Zagrosek: Sehr, sehr herzlich. Das gilt auch für die Sponsoren, denn das Klavier-Festival finanziert sich ausschließlich durch Einnahmen, Zuwendungen und Sponsorings, nicht durch Mittel der öffentlichen Hand. Da ist es wichtig, dass die Verbindung zu den Menschen, die sich für das Festival engagieren, nicht abreißt.Dabei spielt die tägliche Bildungsarbeit eine ganz wichtige Rolle, auch über kurzfristige Krisen hinweg.
Worauf darf sich das Publikum künftig einstellen?
Zagrosek: Weiterhin werden die „lebenden Legenden“ wie Evgeny Kissin oder Krystian Zimerman, um nur zwei zu nennen, hier regelmäßig zu hören sein. Etwas stärker in den Fokus geraten einige Pianistinnen und Pianisten der mittleren Generation, die vielleicht bislang etwas „unter dem Radar gelaufen“ sind, wie Leif Ove Andsnes oder Kirill Gerstein. Im Jazz sind in diesem Jahr ausschließlich neue Namen dabei. Grundsätzlich möchte ich nicht nur ein Füllhorn an Prominenz anbieten, sondern vermehrt Schwerpunkte setzen: So ist Kirill Gerstein in diesem Jahr unser Porträtkünstler und tritt in drei denkbar unterschiedlichen Veranstaltungen auf. Das verstehe ich als Angebot an das Publikum, um eine größere Nahbarkeit zu einzelnen Künstlern zu entwickeln. Auch die Verzahnung von international anerkannten Künstlern mit Menschen aus dem direkten Umfeld des Ruhrgebiets kann zu lohnenden Kooperationen führen.
Ist das eine Möglichkeit, finanzielle Ressourcen zu optimieren, wenn Künstler für längere Zeit am selben Ort bleiben?

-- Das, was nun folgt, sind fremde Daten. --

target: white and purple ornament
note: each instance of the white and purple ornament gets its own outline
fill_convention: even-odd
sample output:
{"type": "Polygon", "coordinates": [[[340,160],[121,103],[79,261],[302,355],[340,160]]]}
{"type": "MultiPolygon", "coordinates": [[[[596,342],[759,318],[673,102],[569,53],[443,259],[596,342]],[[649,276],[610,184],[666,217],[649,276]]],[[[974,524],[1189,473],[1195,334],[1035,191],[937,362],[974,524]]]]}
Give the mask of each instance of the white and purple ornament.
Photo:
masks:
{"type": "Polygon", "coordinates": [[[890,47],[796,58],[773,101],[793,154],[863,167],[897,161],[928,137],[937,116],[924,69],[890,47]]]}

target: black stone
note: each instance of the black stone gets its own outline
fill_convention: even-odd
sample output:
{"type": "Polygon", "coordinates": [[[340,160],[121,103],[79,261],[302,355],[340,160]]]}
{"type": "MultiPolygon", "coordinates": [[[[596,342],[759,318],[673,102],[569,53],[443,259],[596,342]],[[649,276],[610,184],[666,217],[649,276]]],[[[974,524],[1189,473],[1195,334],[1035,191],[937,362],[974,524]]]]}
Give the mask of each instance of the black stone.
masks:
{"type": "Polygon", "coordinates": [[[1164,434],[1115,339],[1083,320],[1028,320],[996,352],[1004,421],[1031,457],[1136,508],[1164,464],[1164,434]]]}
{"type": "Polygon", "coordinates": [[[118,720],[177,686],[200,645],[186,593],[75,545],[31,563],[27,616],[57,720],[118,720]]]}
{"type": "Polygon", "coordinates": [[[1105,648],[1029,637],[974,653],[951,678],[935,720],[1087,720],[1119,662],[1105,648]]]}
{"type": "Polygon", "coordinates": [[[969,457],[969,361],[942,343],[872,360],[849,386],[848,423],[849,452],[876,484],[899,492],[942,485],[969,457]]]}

Zagrosek: Da bin ich mir nicht sicher. Wenn ich dem Publikum einen Künstler mehrfach mit verschiedenen Konzerten anbiete, muss ich ja gleichzeitig mehr Interesse für denselben Künstler wecken. Solange ich jeden Tag ein anderes Angebot habe, kann ich jeden Tag eine andere Zielgruppe gewinnen. Es gehört schon ein gewisser unternehmerischer Mut dazu, jetzt hier solche Residenzen zu machen.
Nähe zu einer Künstlerin, einem Künstler herzustellen – kann das auch über neue Formate gelingen?
Zagrosek: Das spüre ich stark auf Seiten der Musikerinnen und Musiker, besonders seit der Pandemie. Ich stelle vermehrt fest, ohne es selbst zu forcieren, dass sie selbst Gedanken formulieren, wie man in eine intensivere Interaktion mit dem Publikum treten kann. Der direkte Austausch, auf und abseits der Bühne, ist dabei von ganz zentraler Bedeutung.